Хотя, охотясь, Мехмед снимал с небес и ветвей самых разных птиц, включая таких экзотических, как нигерийский панциронос (его мясо напоминало по вкусу вымоченный в бруснике свиной окорок), и ему неоднократно случалось наблюдать, как сумеречно синеют в преддверии смерти их глаза. Мехмед иной раз думал, что удел птиц — растворяться в пограничных сумерках, сообщая им одновременно небесную крылатую стремительность и строгую же (как угасающий птичий взгляд) неподвижность. Во всяком случае, Мехмед, охотясь на птиц в сумерках, частенько ощущал себя безбилетным пассажиром, эдаким Нильсом на бесконечном птичьем крыле, в которое превращался подлунный мир. Neverending и everlasting напоминание о смерти — вот то единственное, что можно было прочитать (расшифровать) в птичьем взгляде.
— Я здесь для того, чтобы защитить, — продолжил Исфараилов, — точнее, продлить существование того самого мира, в котором нам с вами живется хоть и тревожно, но комфортно, потому что это наш мир, Мехмед-ага!
— Защитить? — Мехмед обратил внимание что его стакан пуст и что бутылка с вином стоит в баре вплотную к шкатулке, внутри которой под тонкими пластинами жевательного табака покоится никелированная семизарядная «беретта». — От кого? От чего? Кто угрожает нашему, как ты изволил выразиться, Али, миру?

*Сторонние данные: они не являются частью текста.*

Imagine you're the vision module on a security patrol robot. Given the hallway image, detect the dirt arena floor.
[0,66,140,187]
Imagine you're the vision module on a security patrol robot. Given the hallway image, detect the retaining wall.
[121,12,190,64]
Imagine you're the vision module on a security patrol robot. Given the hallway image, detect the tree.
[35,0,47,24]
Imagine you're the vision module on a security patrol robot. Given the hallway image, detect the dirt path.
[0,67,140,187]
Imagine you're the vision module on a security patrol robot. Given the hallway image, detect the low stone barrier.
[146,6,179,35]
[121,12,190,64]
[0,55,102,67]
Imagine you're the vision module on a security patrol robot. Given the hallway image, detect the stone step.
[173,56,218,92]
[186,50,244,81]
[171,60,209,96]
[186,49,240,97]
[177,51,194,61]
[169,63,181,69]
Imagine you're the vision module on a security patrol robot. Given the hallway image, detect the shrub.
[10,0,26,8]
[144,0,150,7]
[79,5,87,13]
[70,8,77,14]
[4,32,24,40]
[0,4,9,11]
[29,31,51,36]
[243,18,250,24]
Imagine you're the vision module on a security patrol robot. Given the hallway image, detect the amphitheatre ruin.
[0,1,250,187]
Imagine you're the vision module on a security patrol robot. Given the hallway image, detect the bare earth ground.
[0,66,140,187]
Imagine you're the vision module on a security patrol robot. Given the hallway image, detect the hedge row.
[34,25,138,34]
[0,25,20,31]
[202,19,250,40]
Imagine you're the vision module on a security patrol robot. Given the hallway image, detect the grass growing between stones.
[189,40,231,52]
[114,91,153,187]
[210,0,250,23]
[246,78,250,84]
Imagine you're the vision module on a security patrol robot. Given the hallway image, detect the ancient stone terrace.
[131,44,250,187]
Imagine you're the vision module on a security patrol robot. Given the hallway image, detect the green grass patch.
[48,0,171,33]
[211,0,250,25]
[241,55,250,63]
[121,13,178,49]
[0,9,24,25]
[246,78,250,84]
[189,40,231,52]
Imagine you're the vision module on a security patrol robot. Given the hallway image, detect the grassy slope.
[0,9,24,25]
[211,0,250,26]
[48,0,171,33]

— От вас, — улыбнулся Исфараилов. — Вы угрожаете, Мехмед-ага.
— Али, — откинул крышку шкатулки Мехмед, как бы раздумывая, брать ему пластинку жевательного табака или не брать, — мы знакомы с тобой от силы полчаса. Я никогда не видел тебя раньше, ничего о тебе не слышал, понятия не имею, чем ты занимаешься. Как я могу угрожать… нашему миру? Если, конечно, я тебя правильно понял и под «нашим миром» ты понимаешь вот это… — рука Мехмеда широко обвела заставленный дорогой мебелью холл, ведущую на второй этаж лестницу, не забыв огромное окно, открывающее вид на коттеджный поселок, дальний лес и стоящие у входа в дом лимузины. Вот только ворону, поразительно долго не улетающую с жестяного карниза, Мехмед не хотел включать в «наш мир» — она вошла в него помимо его желания. — Неужели я похож на сумасшедшего, Али?
— Вы возомнили себя богом, Мехмед-ага, вознамерились одномоментно изменить мир в соответствии со своими представлениями, не озаботившись соотнести их с уже, так сказать, имеющими место быть. Грубо говоря, Мехмед-ага, вы решили изобразить нечто на ватмане, на котором уже давно рисуют, можно сказать, дорисовывают некую, скажем так, батальную сцену…
— Невидимыми миру красками, — усмехнулся Мехмед, — иначе я бы заметил.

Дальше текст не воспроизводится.